His wife died in 2023. Information on survivors was not immediately available.
The Soviet Union’s launch of the Sputnik satellite in 1957 prompted the space race and the creation of Nasa. Lovell, who had logged thousands of flight hours as a naval pilot and served as a flight instructor and safety officer, was passed over during his first attempt to join the programme. Nasa issued another call for prospective astronauts in 1962, and Lovell was one of nine selected.
In 1965, he flew a two-week mission on the Gemini 7 spacecraft as a test of survival in zero-gravity for an extended period. He retired from Nasa and the Navy in 1973, at the rank of captain, following a brief stint as deputy director of the Johnson Space Center in Houston.

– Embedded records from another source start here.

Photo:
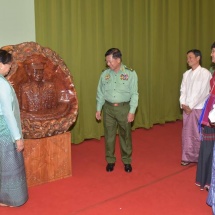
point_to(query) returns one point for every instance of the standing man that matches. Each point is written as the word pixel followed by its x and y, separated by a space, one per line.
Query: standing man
pixel 194 90
pixel 211 194
pixel 118 96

He told friends that returning to family life put his orbital exploits into perspective: when he got home, he still had a mortgage to pay and kids to put through college. He spent years in the telecommunications industry, retiring as executive vice president of Centel Corp. in 1991. For many years, he also ran a restaurant near Chicago.
Lovell’s legacy in the public’s mind may have been defined by his actions aboard Apollo 13, but he frequently said that he considered Apollo 8, where he helped pilot the first crewed mission to orbit the moon, to be the highlight of his Nasa career.
Apollo 8 was originally envisioned as an orbital trip around the Earth, but rumours that Soviets were preparing for a moon orbit prompted Nasa to retool the mission. With the derring-do of a test pilot, Lovell steered a spacecraft meant to circle the Earth across the dark side of the moon.
In a decisive moment, he helped spot a scene that would become the iconic photograph known as “Earthrise”, documenting the moment they became the first humans to see Earth peek into view over the moon’s barren surface.